In the letter, Viganò wrote that he informed Francis of the allegations against McCarrick soon after he was elected pope in 2013 and alerted him to the sanctions imposed on McCarrick by Benedict.
The former Holy See diplomat added that he was surprised to find that McCarrick, who served as the archbishop of Washington from 2001 to 2006, started travelling on missions on behalf of the church soon after his conversation with Francis.
McCarrick had to retire as archbishop in 2006 when he turned 75, but he became a globe-trotting Vatican emissary after Pope Francis was elected — traveling to international hot spots like Iran and lobbying Washington lawmakers.
Viganò is a conservative compared to the more reformist Pope Francis, and the letter contains a lengthy diatribe about homosexuals and liberals in the Catholic Church. In the past, Viganò has sided with a group of conservative cardinals known as "dubia" who have openly criticized and challenged Francis.
The prelate’s relationship with Rome has been tumultuous. Viganò’s name first made headlines in 2012 during the first “Vatileaks” scandal, when some of his letters were published.
In the correspondence, which he wrote when Benedict was still pope, he complained about widespread corruption in the Vatican and lamented that he was to be transferred from Rome to serve in Washington.
The allegations came as Francis wrapped-up a highly charged visit to Ireland, where he met with victims of clerical sex abuse as well as other abuses committed by Catholic officials and institutions.
"None of us can fail to be moved by the stories of young people who suffered abuse, were robbed of their innocence," Francis said Sunday during a speech in Knock, in western Ireland.
"This open wound challenges us to be firm and decisive in the pursuit of truth and justice," he added. "I beg the Lord’s forgiveness for these sins and for the scandal and betrayal felt by so many others in God’s family."
His words came days after he begged forgiveness and said Catholic leaders were to blame following a grand jury report found that more than 1,000 children had been sexually abused by “predator priests” in Pennsylvania for decades.
But neither Francis' words nor a new meeting with abuse victims is likely to calm the outrage among some rank-and-file Catholics following new revelations of sexual misconduct and cover-up in the United States, an ongoing crisis in Chile and prosecutions of top clerics in Australia and France.

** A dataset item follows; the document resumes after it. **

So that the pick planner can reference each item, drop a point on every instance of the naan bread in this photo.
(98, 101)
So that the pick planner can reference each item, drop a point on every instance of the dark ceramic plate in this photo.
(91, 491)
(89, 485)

McCarrick is one of the highest-ranking Americans to be removed from public ministry because of sex abuse allegations and resigned from the College of Cardinals in the Vatican last month.
Francis accepted his resignation and ordered him to observe a life of prayer and penance in seclusion, sanctions which Viganò said are “similar” to those imposed on him by Benedict years ago.
The Vatican announced in June that McCarrick had been removed from public office after a U.S. church investigation determined that an accusation he had sexually abused a minor was credible. Critics of Viganò's letter point to the fact that McCarrick did not in fact withdraw from public life following Benedict's alleged sanctions several years ago.
McCarrick has denied wrongdoing and said he was "shocked" when he learned of the allegation involving a minor some months ago.
As the move was announced, Roman Catholic Church officials in New Jersey revealed that the 88-year-old cardinal had also been accused of sexual misconduct by adults three times in the past. Two of those accusations resulted in secret settlements, officials said.